How much percent of merchants is able to detect that a transaction is coming from a mobile device and how many merchants are taking the next step to track and potentially treat fraud differently between mobile and web?
Within the merchant category, we saw a significant disparity in the ability to detect when consumers are transacting with mobile devices. About two-thirds of merchants with annual revenue less than USD 5 million per year are not able to tell if the transaction originated from a mobile device, while 64% of merchants with revenues of USD 50 million or greater have the ability to detect mobile transactions.
Looking at the sample as a whole, we are seeing that there is work to be done with mobile detection. Less than 40% (39.7%) of organizations surveyed can detect if a customer is transacting from a mobile device, and only 17% can determine the type of mobile device, showing that mobile fraud tracking is not a priority, despite the continued increase in mobile transactions and fraud. Just one-quarter (24.2%) of respondents think mobile requires specialized fraud tools, a decrease from 2013 (32.2%), which reveals mobile risk factors are still misunderstood by many businesses.
If a merchant can track whether a payment transaction is done via a mobile device or via the web, is he exposed to different fraud risks in the mobile channel compared to the traditional ecommerce?
Yes. Mobile does pose a greater risk to merchants, more than double the risk versus traditional ecommerce. Mobile transactions continue to increase, but retailers are not staying up to par with fraud prevention services to deal with this increased activity. While many merchants plan to add more mobile offerings to consumers – 37% of merchants plan to add mobile POS systems, 27% plan to add mobile apps for online shopping, and 18% plan to create dedicated mobile websites – almost 30% (28.4%) plan to add no additional tools or services to combat mobile fraud.
The FIDO (Fast IDentity Online) Alliance pushes for simpler and stronger authentication. Which methods of authentication do merchants find most or least attractive? Can biometric authentication be considered a practical solution?
The top five most common tools used by merchants for fraud prevention are ID authentication (38.2%), device ID (35.7%), secure mobile payment methods (30.5%) rules engine (26.6%), and fraud scoring (24%). Merchants were least likely to use AVS and modeling tools to combat fraud. Biometric authentication is a practical solution, and one that is growing in use. Depending on the type, biometrics are used in forms of ID authentication, which is already the most common fraud prevention tool used by merchants. The addition of facial or fingerprint recognition can help merchants verify their customers' identities in real-time to lower fraud rates. However, fraud evolves and it has been shown that fraudsters have been able to circumvent biometric authentication. Merchants need to make sure that they are anticipating fraud before it happens with a solution that is both thorough and flexible.
Which payment methods are most used in the mobile channel? Is security a factor that influences payment preference in this environment?

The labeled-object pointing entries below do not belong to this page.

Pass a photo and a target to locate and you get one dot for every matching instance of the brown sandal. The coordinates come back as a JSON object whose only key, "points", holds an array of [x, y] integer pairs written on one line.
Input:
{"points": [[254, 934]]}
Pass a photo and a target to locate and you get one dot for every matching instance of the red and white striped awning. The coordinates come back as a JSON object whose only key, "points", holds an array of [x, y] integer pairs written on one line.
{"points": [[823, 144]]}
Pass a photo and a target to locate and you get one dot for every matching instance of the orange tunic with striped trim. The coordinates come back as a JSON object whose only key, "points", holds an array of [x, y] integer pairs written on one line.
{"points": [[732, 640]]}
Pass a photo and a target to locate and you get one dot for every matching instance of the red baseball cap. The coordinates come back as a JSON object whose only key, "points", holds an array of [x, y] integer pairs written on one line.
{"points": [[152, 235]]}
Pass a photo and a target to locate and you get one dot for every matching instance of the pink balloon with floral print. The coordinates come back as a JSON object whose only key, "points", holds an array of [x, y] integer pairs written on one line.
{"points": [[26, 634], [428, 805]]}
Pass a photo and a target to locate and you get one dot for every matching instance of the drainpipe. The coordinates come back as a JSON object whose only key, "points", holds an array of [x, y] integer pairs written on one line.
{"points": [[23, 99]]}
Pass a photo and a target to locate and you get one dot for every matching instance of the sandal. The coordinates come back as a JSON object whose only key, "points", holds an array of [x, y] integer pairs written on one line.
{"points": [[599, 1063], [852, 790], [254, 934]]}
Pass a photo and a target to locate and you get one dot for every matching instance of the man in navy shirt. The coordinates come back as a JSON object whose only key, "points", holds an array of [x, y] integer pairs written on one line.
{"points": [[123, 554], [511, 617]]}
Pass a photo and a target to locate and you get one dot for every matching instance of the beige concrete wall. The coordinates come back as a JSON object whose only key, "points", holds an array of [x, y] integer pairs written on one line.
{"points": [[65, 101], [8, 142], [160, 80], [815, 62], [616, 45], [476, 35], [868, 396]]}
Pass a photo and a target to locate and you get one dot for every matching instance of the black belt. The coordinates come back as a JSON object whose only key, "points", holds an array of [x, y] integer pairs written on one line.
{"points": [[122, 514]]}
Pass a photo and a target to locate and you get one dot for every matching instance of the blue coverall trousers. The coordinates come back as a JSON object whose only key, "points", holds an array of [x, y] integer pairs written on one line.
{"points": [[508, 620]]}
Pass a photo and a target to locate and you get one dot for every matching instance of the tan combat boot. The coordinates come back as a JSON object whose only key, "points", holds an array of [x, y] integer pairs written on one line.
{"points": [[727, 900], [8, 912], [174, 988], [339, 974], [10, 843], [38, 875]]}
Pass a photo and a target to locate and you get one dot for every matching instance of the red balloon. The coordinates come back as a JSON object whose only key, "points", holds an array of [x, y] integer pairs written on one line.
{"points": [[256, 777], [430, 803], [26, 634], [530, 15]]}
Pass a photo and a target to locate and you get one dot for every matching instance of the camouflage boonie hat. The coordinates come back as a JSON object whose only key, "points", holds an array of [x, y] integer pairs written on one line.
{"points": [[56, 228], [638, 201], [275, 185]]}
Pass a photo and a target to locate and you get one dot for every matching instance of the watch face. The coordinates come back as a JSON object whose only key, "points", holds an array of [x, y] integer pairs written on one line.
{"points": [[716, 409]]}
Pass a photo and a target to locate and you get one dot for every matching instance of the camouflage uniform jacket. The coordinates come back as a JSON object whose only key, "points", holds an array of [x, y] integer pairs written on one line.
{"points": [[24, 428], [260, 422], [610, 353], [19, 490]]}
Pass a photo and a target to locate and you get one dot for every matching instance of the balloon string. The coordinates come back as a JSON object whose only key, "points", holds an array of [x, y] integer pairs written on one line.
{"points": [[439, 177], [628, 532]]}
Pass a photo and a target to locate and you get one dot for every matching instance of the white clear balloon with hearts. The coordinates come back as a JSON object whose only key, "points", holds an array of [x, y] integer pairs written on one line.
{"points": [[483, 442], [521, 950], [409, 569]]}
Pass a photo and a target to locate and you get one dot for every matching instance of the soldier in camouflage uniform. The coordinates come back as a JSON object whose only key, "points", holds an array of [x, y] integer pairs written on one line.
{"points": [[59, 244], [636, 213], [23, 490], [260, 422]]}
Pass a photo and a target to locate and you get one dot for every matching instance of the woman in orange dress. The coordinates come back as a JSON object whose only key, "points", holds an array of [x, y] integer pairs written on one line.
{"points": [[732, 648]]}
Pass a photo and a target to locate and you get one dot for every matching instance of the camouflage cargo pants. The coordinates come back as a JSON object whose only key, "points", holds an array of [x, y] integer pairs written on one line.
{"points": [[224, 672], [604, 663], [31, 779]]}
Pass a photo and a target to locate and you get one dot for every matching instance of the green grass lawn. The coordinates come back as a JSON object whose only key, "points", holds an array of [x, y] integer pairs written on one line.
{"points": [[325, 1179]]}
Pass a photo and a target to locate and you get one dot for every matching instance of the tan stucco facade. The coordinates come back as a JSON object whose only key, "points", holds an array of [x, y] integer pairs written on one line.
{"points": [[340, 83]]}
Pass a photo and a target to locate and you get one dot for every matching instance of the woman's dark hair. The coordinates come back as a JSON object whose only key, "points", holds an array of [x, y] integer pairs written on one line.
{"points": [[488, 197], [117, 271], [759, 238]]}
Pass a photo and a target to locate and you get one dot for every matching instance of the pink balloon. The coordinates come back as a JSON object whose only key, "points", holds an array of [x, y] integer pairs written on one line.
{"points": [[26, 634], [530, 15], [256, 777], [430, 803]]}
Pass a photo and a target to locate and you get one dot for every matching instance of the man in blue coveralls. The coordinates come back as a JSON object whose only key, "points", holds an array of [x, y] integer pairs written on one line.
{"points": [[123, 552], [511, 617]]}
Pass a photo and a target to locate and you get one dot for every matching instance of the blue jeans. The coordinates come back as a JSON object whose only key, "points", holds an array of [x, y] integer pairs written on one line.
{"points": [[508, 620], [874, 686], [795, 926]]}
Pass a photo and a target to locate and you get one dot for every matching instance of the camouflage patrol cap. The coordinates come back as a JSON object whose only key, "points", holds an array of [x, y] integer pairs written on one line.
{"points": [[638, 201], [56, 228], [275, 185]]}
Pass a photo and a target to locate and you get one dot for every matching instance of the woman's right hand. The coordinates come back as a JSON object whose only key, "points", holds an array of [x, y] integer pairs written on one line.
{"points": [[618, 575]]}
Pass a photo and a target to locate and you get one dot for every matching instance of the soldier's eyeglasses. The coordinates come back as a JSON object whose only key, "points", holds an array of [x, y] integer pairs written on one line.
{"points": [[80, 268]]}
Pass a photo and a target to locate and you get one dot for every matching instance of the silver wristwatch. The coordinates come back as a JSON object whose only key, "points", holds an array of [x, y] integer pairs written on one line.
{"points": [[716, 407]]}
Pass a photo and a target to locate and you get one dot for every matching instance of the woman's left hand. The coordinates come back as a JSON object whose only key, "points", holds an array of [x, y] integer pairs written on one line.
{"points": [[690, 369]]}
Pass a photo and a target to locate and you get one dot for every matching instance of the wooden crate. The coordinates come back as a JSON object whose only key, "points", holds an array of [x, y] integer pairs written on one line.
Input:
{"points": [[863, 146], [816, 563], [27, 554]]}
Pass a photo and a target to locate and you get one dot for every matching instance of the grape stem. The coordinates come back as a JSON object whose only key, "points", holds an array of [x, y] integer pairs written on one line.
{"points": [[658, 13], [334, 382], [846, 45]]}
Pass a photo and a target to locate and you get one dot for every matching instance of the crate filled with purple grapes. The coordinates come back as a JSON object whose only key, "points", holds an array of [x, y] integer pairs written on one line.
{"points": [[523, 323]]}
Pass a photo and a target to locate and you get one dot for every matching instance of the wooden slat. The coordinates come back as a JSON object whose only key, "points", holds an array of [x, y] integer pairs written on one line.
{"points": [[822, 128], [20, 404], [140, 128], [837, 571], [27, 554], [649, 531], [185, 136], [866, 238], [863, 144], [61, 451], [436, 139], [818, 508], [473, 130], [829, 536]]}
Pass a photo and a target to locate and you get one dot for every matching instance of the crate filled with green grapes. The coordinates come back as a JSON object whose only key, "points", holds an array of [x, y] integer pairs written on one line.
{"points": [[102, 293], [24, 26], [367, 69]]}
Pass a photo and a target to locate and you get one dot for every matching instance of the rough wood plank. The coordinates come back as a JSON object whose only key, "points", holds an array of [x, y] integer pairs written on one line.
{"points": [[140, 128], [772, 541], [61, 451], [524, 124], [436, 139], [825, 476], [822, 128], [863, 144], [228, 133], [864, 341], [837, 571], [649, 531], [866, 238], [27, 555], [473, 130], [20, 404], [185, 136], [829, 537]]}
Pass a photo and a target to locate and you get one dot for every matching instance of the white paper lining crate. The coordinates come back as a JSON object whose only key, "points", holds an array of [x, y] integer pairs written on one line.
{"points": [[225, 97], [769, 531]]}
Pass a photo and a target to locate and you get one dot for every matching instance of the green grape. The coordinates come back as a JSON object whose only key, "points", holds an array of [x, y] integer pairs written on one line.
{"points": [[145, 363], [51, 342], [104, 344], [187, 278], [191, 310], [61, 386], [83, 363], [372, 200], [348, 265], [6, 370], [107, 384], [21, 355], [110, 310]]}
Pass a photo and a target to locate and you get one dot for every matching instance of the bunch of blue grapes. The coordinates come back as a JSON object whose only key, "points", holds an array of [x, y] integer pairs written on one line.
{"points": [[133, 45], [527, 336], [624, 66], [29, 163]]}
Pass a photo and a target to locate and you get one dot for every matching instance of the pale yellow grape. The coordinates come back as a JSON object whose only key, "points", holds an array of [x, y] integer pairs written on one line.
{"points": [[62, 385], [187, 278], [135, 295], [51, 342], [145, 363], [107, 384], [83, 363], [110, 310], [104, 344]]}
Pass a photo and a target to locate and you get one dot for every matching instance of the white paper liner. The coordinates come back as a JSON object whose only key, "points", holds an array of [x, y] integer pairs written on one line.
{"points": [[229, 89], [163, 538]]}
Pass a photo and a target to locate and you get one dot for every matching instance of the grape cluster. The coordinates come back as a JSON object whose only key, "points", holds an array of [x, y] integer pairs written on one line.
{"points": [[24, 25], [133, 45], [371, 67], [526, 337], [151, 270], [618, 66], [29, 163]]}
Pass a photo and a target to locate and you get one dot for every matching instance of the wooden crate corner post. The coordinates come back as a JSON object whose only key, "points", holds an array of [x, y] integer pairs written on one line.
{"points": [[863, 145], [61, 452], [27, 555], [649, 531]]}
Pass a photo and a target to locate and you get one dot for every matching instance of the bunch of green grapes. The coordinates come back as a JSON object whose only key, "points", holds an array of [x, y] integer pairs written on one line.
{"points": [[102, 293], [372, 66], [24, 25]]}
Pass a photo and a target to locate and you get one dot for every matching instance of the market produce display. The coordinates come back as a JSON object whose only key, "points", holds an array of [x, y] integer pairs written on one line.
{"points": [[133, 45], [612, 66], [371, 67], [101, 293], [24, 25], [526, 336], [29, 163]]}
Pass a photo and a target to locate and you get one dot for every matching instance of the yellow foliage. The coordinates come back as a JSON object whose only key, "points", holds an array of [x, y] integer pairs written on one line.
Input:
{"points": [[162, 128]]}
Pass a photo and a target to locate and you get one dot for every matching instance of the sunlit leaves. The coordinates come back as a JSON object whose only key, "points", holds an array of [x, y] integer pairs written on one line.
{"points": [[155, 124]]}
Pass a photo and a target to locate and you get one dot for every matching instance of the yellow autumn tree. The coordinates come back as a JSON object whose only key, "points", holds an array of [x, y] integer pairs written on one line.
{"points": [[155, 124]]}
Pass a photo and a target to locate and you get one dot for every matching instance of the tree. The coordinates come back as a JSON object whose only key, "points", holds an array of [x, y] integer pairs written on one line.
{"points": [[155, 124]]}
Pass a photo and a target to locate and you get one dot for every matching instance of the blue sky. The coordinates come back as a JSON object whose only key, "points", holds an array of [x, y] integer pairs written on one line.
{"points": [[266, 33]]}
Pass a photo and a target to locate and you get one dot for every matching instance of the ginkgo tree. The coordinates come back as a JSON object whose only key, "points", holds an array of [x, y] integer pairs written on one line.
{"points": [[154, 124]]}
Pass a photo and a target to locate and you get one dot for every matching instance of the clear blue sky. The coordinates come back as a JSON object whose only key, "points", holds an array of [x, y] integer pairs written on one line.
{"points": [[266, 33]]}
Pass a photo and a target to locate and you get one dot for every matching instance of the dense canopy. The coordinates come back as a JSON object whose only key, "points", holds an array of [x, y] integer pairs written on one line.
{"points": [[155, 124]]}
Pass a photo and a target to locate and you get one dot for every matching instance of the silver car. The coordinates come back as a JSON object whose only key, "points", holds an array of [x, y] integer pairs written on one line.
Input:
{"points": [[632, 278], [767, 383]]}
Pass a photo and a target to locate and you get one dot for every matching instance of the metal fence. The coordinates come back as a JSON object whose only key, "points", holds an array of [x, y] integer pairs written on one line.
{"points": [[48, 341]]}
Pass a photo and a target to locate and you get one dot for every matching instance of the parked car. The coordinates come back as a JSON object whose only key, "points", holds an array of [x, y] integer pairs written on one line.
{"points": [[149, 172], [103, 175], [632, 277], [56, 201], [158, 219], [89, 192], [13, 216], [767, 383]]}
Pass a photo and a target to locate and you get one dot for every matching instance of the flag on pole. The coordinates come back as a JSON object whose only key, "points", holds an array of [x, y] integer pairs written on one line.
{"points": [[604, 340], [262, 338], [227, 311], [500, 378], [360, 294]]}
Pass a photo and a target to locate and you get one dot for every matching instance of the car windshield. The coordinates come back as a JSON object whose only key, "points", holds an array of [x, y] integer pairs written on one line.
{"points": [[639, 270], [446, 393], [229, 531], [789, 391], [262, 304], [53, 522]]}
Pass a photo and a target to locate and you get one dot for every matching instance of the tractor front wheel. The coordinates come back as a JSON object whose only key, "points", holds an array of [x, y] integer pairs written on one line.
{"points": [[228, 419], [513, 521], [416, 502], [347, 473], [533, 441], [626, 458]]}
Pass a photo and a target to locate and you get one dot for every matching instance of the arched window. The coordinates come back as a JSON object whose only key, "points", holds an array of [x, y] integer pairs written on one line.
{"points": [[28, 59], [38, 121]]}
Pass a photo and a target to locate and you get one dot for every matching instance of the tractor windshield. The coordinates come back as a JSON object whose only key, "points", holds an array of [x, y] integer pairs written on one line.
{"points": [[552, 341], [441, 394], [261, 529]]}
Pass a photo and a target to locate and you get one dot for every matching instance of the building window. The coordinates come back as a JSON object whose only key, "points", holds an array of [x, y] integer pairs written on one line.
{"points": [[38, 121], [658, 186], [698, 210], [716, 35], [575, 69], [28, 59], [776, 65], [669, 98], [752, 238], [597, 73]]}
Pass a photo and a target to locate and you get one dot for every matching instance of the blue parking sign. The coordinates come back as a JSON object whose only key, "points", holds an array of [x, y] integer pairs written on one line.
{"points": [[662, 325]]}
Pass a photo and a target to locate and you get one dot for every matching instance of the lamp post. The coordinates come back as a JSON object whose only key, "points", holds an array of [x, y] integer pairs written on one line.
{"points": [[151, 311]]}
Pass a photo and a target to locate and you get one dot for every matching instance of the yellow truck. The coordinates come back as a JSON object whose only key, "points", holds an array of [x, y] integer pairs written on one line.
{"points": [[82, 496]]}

Consumers are using different payment methods for mobile transactions, but credit cards are the preferred method, used by 62.6% of respondents. Debit cards and PayPal are the next most popular, used by 14.5% and 13.5%, respectively, of survey respondents. Results also showed that payment methods varied when looking at different merchant categories – alcohol / tobacco customers are most likely to use debit cards (42.9%); financial services customers are the highest users of prepaid / gift cards (12.5%); and dating/social website users are most likely to use Bill2Phone offerings (16.7%).
About Donald Bush
Don joined Kount as the Director of Marketing in October 2010 and became Vice President of Marketing in December 2012. Prior to joining Kount, Don was the Director of Marketing at CradlePoint, a leading manufacturer of wireless routing solutions in the mobile broadband industry. Don has worked in several management roles within the technology segment for over 20 years with both hardware/software manufacturers and as a partner in two top technology marketing agencies.
Kount is an all-in-one SaaS platform which enhances fraud detection and enables online businesses accept more orders. Kount’s proprietary technology has reviewed hundreds of millions of transactions and provides protection for global brands. Merchants using Kount can accept more orders from more people in more places.